6月27日付の現地紙「iプロフェッショナル」電子版によると、民間調査会社調べでは「実際の失業率は15%を超えている」としている。INDECの失業率統計には、求職活動をしていない「非経済活動人口」が含まれないことと、調査対象地域が31都市圏にとどまり全国となっていないためと指摘する。

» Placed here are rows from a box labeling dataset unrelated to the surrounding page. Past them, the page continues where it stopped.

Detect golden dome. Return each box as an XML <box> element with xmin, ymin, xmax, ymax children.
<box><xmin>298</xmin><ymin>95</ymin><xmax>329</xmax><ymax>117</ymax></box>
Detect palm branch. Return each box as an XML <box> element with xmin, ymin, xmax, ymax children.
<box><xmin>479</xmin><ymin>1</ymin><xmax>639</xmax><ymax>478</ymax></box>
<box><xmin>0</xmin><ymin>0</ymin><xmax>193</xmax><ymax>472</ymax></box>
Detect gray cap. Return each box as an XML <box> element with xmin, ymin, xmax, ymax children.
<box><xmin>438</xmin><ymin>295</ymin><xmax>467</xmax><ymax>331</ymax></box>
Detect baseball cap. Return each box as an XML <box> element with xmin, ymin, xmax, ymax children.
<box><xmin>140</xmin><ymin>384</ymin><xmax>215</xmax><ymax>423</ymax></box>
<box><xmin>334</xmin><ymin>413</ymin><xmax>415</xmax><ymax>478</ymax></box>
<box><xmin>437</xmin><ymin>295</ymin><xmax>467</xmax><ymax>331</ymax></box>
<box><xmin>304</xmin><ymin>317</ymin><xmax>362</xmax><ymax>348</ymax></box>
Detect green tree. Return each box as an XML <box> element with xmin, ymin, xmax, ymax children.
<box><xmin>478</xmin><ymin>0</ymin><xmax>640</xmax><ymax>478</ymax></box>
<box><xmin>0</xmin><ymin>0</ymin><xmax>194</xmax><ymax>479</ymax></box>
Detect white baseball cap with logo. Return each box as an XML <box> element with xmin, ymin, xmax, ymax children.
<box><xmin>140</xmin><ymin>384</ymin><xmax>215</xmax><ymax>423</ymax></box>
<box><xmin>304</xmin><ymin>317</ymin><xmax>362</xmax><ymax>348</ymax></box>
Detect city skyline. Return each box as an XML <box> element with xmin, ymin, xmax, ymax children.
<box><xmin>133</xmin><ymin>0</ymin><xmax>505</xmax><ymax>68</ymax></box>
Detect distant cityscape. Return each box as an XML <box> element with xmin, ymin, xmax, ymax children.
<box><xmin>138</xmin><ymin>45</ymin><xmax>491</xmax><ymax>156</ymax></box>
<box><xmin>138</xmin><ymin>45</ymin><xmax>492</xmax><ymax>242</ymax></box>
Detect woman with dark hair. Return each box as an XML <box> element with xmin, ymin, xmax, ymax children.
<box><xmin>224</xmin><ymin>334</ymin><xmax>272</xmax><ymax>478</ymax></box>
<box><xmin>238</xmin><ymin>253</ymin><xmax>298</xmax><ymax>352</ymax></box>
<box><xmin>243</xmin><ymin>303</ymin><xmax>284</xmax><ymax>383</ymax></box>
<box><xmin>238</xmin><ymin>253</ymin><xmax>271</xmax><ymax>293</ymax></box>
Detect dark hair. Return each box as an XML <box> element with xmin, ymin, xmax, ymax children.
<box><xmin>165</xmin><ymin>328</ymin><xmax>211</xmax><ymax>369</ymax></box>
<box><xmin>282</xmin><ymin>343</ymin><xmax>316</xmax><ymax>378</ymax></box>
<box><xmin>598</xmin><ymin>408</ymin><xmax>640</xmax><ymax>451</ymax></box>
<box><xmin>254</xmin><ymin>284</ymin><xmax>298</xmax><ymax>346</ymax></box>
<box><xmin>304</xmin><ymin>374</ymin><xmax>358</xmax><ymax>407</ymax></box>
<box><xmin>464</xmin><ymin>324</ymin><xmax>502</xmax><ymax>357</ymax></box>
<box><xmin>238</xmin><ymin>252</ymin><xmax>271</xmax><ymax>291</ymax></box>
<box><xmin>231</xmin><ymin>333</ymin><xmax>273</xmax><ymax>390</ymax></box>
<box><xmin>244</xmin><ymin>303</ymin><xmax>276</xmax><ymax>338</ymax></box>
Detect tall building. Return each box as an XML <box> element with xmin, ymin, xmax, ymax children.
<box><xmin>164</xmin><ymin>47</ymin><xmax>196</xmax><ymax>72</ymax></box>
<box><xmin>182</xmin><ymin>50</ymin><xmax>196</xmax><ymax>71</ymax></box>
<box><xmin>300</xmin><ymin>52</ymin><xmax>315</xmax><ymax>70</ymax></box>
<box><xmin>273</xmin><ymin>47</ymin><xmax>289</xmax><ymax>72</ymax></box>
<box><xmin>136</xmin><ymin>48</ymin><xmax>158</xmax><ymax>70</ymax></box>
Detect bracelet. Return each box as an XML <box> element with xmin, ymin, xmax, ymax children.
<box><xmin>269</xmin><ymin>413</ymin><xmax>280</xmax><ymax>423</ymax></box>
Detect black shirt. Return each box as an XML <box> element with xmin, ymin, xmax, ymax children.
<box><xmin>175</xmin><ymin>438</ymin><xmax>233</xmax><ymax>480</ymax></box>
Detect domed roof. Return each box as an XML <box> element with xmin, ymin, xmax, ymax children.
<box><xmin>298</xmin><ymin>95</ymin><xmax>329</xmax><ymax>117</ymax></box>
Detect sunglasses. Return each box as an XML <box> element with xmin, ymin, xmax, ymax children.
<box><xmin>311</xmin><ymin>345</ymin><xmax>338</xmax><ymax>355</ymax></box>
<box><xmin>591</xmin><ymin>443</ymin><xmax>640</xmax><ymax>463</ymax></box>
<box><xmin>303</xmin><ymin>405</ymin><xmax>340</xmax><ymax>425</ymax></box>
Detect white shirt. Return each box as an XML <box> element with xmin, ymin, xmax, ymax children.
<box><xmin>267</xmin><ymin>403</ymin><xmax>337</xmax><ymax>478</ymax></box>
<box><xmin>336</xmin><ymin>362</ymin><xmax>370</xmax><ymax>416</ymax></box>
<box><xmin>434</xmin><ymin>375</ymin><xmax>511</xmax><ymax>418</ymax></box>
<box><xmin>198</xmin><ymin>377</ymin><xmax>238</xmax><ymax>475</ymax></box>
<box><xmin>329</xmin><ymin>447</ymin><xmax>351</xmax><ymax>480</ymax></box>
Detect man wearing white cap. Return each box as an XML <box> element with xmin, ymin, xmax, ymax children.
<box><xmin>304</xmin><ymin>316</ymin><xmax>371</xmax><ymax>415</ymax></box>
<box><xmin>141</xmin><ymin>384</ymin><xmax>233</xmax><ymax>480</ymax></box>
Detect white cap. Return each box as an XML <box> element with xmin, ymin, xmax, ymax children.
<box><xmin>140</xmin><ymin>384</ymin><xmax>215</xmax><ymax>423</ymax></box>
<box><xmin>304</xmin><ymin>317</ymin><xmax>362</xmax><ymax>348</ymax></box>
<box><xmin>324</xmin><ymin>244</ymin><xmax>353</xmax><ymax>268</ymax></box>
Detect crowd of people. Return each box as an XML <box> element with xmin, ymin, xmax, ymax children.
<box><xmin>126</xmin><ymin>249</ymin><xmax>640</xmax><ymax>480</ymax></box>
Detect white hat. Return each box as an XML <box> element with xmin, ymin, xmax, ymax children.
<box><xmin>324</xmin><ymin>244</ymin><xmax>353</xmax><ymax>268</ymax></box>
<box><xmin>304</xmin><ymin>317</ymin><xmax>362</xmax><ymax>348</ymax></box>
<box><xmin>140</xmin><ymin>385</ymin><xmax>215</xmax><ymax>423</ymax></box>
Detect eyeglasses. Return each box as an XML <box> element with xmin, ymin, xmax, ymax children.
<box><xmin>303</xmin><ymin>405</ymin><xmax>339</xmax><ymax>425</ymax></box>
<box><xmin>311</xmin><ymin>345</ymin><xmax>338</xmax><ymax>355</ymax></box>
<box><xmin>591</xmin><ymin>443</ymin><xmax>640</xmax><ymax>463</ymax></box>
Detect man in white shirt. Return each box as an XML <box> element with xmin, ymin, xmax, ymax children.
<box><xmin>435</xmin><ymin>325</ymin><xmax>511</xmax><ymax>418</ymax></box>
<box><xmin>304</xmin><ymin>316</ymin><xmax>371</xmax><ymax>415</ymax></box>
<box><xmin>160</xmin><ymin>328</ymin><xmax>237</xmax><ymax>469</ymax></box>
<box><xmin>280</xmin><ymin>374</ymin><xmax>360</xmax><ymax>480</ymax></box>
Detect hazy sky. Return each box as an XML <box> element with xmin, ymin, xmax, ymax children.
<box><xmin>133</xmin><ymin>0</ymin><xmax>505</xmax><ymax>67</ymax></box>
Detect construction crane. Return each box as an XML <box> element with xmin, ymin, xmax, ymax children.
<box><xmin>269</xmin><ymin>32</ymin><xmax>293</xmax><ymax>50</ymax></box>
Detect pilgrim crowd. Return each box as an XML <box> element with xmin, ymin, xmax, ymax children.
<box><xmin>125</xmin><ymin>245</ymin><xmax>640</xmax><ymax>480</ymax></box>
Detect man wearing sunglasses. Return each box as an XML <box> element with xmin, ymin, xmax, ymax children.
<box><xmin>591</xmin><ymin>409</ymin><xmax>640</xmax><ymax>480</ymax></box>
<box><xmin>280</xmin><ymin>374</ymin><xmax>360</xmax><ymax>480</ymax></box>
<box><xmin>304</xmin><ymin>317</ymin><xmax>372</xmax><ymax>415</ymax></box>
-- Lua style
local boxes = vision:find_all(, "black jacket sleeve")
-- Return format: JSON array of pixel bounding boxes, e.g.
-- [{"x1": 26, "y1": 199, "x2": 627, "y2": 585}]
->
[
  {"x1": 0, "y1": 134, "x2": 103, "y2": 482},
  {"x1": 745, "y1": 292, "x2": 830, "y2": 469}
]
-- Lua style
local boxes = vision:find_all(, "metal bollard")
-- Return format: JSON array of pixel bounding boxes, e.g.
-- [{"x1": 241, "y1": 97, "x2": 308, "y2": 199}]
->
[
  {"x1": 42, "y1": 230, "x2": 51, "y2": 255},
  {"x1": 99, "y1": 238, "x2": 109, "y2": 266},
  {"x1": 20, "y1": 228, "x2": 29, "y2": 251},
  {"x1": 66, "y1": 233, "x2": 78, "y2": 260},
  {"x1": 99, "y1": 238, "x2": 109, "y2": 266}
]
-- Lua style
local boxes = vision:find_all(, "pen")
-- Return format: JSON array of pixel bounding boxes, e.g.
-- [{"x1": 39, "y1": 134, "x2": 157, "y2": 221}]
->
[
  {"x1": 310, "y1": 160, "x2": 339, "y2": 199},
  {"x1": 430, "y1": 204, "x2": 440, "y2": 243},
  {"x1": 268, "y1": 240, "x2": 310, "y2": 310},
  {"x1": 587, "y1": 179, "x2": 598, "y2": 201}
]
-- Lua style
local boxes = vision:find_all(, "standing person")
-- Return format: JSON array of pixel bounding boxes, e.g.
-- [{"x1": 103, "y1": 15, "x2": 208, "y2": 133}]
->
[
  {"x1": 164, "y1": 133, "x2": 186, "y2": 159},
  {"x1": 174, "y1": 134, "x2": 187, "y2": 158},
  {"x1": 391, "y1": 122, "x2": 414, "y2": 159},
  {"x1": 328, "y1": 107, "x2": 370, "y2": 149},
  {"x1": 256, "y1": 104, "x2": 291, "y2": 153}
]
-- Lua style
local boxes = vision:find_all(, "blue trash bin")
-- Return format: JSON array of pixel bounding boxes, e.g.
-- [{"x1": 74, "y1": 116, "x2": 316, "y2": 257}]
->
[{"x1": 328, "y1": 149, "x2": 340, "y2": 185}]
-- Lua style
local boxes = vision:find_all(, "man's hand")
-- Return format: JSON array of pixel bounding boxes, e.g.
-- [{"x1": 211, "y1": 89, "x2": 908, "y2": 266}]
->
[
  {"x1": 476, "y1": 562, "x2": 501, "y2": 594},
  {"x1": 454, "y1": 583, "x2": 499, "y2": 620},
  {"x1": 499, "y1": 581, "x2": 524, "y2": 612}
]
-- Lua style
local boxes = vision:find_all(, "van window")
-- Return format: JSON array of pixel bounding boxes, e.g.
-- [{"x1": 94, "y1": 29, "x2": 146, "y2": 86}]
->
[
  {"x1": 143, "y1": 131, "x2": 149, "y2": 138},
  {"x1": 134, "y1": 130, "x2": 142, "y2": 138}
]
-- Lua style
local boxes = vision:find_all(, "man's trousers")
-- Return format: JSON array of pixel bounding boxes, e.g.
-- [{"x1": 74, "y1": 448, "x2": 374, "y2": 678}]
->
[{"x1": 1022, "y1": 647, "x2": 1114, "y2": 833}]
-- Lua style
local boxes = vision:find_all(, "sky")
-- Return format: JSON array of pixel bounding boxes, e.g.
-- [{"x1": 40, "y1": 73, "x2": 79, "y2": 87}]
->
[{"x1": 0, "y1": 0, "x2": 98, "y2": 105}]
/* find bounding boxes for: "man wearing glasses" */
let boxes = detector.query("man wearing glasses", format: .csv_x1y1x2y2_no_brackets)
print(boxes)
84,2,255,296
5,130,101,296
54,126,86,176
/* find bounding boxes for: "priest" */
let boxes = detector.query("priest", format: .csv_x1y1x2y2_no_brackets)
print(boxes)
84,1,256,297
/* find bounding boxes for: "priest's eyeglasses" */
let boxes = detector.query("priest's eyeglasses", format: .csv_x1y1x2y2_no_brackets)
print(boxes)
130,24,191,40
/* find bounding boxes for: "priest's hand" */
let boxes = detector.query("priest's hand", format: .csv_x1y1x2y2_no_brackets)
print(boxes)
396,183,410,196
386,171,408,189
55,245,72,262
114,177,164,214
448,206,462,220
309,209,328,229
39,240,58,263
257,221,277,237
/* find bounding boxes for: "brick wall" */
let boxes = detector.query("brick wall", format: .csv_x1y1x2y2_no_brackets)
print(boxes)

政府は6月28日に必要緊急大統領令(DNU)413/2021号外部サイトへ、新しいウィンドウで開きますを公布し、2020年3月に導入した従業員の「正当な理由なき解雇」および「休職の強要」を禁止する措置を再度延長し、2021年12月31日まで継続する。ただし、建設業の労働者は同措置の対象外とした。また、労働省に申請を行い、休職期間中も手当を支払うことで雇用主と従業員間で合意した場合は休職を認めるとした(労働契約法20,744号外部サイトへ、新しいウィンドウで開きます第223Bis条に基づく)。